The company’s first mobile game, Jungo takes 6 to 11 year olds through a series of levels and challenges to retrieve a sacred tome of culinary secrets from the evil Mertle the Turtle. Along the way, they need to gather healthy foods and create recipes to earn upgrades for their characters, which include an apple-loving bear named Hugo and Aki, a monkey who is addicted to almonds. Some of the ingredients exist in the game world, while others only exist in the real world. Consequently, in order to complete the recipe, players need to collect an apple (or some other healthy treat) in their own home or at the supermarket, photograph it, and upload the photo into the game as a virtual apple. Players can download the game for free; Ai's business model assumes that they'll eventually want to unlock additional characters and other props for a fee.

“It’s really difficult to preach to kids about eating a nutritious diet, but through this role-playing game, finding and eating healthy food becomes fun,” says Ai. “Plus, the game will encourage parents to have these foods around where their children can find it.”

Even though it is still in prototpe, the game is already getting noticed. Just recently JiveHealth took first place in a competition hosted by First Lady Michelle Obama and the Partnership for a Healthier America End Childhood Obesity Innovation Challenge. The win garnered Ai a $10,000 cash prize, along with expert mentoring from senior executives at Edelman, McKinsey & Company, and Startup Health. The company is also a Top 15 team in Microsoft's Imagine Cup Accelerator.

Matthew Corrin, founder and CEO of healthy food chain Freshii, sits on the JiveHealth board and thinks the company has the right strategy at the right time for the fight against childhood obesity. 

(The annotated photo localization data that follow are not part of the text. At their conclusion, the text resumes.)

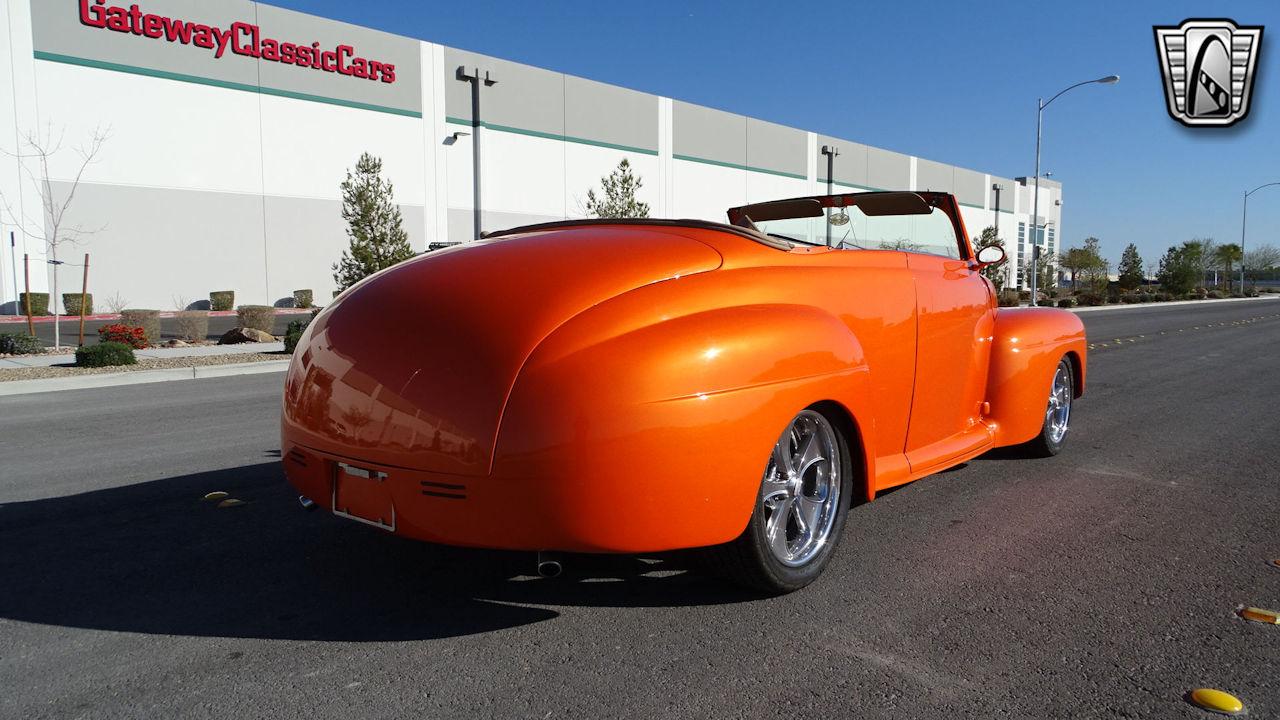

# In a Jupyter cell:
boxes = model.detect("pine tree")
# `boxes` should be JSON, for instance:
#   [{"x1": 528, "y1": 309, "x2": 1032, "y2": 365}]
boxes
[
  {"x1": 972, "y1": 226, "x2": 1007, "y2": 290},
  {"x1": 333, "y1": 153, "x2": 416, "y2": 292},
  {"x1": 1117, "y1": 243, "x2": 1144, "y2": 290},
  {"x1": 1157, "y1": 242, "x2": 1201, "y2": 296},
  {"x1": 1079, "y1": 237, "x2": 1110, "y2": 292},
  {"x1": 585, "y1": 158, "x2": 650, "y2": 218}
]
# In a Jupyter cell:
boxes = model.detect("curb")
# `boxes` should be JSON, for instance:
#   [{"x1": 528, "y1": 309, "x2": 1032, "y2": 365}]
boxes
[
  {"x1": 1067, "y1": 295, "x2": 1278, "y2": 313},
  {"x1": 0, "y1": 360, "x2": 290, "y2": 397}
]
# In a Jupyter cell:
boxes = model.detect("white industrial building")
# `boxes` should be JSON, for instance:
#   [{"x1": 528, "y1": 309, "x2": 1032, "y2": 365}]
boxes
[{"x1": 0, "y1": 0, "x2": 1062, "y2": 312}]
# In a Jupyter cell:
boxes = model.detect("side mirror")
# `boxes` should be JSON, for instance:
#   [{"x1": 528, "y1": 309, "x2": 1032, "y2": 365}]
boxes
[{"x1": 975, "y1": 245, "x2": 1006, "y2": 267}]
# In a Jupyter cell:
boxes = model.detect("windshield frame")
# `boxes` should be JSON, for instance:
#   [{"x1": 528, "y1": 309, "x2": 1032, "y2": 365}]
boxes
[{"x1": 727, "y1": 191, "x2": 973, "y2": 260}]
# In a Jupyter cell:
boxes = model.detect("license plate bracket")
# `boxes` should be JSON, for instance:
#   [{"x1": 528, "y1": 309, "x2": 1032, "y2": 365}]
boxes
[{"x1": 331, "y1": 461, "x2": 396, "y2": 531}]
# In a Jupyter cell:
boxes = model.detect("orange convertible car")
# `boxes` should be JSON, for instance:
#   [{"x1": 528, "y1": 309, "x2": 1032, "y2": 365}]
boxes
[{"x1": 282, "y1": 191, "x2": 1085, "y2": 592}]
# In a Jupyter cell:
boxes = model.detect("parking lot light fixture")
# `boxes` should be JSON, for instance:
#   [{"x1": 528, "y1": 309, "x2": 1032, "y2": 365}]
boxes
[
  {"x1": 1241, "y1": 182, "x2": 1280, "y2": 293},
  {"x1": 1029, "y1": 75, "x2": 1119, "y2": 305}
]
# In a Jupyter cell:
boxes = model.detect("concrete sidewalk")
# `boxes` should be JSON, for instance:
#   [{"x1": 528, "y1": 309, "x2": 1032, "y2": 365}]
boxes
[
  {"x1": 0, "y1": 360, "x2": 289, "y2": 396},
  {"x1": 1068, "y1": 295, "x2": 1278, "y2": 313},
  {"x1": 0, "y1": 342, "x2": 284, "y2": 369}
]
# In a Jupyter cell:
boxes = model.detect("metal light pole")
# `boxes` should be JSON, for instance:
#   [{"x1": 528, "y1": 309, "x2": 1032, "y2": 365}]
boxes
[
  {"x1": 1028, "y1": 75, "x2": 1119, "y2": 305},
  {"x1": 821, "y1": 145, "x2": 839, "y2": 247},
  {"x1": 1241, "y1": 182, "x2": 1280, "y2": 292},
  {"x1": 457, "y1": 66, "x2": 497, "y2": 241}
]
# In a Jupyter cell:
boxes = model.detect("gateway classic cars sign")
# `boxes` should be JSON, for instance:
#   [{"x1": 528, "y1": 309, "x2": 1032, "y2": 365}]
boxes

“I think it’s timely--especially with Michelle Obama promoting her Let’s Move! campaign--because the government is behind the initiative,” says Corrin. “I think it will come down to how engaging the games are. If they aren’t fun then it won’t work. But if they are, JiveHealth has a great shot at reaching its goals to educate kids about nutrition and combat this epidemic.“

The next phase: Ai has been testing the prototype on children in a neighborhood church. “The first step is to make sure we have a game that kids love playing,” says Ai. The next testing phase will aim to determine whether the game can actually trigger better behavior. “That will be more difficult,” admits Ai.

JiveHealth plans to put the game on the market this summer, starting on the iPhone, with Android and Windows versions to follow. Ai, whose initial capital totalled a less than lofty $1,000, also hopes to attract some investors by then. He has temporarily dropped out of school to get the business up and running, but believes he will have enough credits to graduate in June 2013.

“I love the challenge of going after this epidemic,” says Ai. “I wake up at 7 a.m. and go to sleep at midnight, and I don’t do anything else in between but this.”